Rozdział 14

812 53 5
                                    

Suprise!
Przepraszam, że nie publikowałam przez jakiś czas rozdziałów...

Pov: Harry

Nadszedł czas zdawania sumów. Jestem pewien, że najlepiej poszło mi z obrony przed czarną magią. Widziałem minę Umbridge jak wychodziłem z sali zadowolony. Posłałem jej wtedy tylko drwiący uśmieszek.

-Powodzenia Harry!- powiedziała mi Hermiona, gdy wchodziliśmy do sali. Mieliśmy przed sobą ostatni egzamin z historii magi.

Życzyłem, więc jej też powodzenia i wszedłem do klasy. Szło mi ewidentnie słabo. Gdy byłem w połowie testu dopadła mnie straszliwa wizja. Czułem się jakby przeniesiono mnie w inne miejsce. Wzdrygnąłem się, gdy zobaczyłem Voldemorta. Po chwili ujrzałem obok niego Syriusza! Miałem krzyknąć, żeby uważał, ale nie mogłem nic zrobić. Kolejne zaklęcie Crucio zostało w niego wystrzelone. Krzyk wypełnił pomieszczenie, a ja myślałem, że zaraz wybuchnę. Przebudziłem się w wielkiej sali z krzykiem i pulsującą blizną.

-Panie Potter! Wszystko w porządku? Niech pan się uda do skrzydła szpitalnego!- powiedział egzaminator znajdując się obok mnie.
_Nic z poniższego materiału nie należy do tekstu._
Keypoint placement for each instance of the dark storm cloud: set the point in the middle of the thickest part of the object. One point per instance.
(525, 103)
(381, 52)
Podniosłem się z trudem i zaczerpnąłem oddechu.

-Nie ma takiej potrzeby- wymamrotałem z trudem.

Potem zdałem sobie sprawę co się właśnie dzieję. Voldemort torturuje Syriusza! Podniosłem się na równe nogi i przyznając rację wybiegłem z sali. W tle słyszałem jeszcze krzyku egzaminatora. Kierowałem się do gabinetu Dumbledora. Blizna dalej bolała.

-Cholera!- krzyknąłem zdając sobie sprawę, że dyrektor zniknął.
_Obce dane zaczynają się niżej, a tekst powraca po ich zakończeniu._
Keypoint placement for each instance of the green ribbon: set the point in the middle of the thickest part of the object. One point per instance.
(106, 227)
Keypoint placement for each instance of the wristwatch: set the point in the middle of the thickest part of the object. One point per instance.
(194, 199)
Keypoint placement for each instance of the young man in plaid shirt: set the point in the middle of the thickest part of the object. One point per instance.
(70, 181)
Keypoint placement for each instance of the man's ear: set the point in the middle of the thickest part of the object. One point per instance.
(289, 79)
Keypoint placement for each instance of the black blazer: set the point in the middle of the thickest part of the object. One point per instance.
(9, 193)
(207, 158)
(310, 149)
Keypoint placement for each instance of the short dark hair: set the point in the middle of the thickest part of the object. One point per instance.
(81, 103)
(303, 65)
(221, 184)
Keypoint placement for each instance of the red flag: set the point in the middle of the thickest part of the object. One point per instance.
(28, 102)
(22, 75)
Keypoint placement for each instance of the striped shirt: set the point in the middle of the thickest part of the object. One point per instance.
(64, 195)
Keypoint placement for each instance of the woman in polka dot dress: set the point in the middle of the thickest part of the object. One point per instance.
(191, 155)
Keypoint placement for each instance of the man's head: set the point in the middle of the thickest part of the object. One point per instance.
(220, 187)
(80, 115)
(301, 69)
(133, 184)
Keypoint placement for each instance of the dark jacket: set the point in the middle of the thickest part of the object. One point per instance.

Pobiegłem z zamiarem odszukania Rona i Hermiony. Wpadłem jak burza na pierwsze piętro i od razu w oczy rzuciły mi się dwie sylwetki, biegnące w moją stronę.

-Wszystko w porządku?- zapytał Ron ciężko dysząc.

-Tak, nie... NIE właściwie nic nie jest okej!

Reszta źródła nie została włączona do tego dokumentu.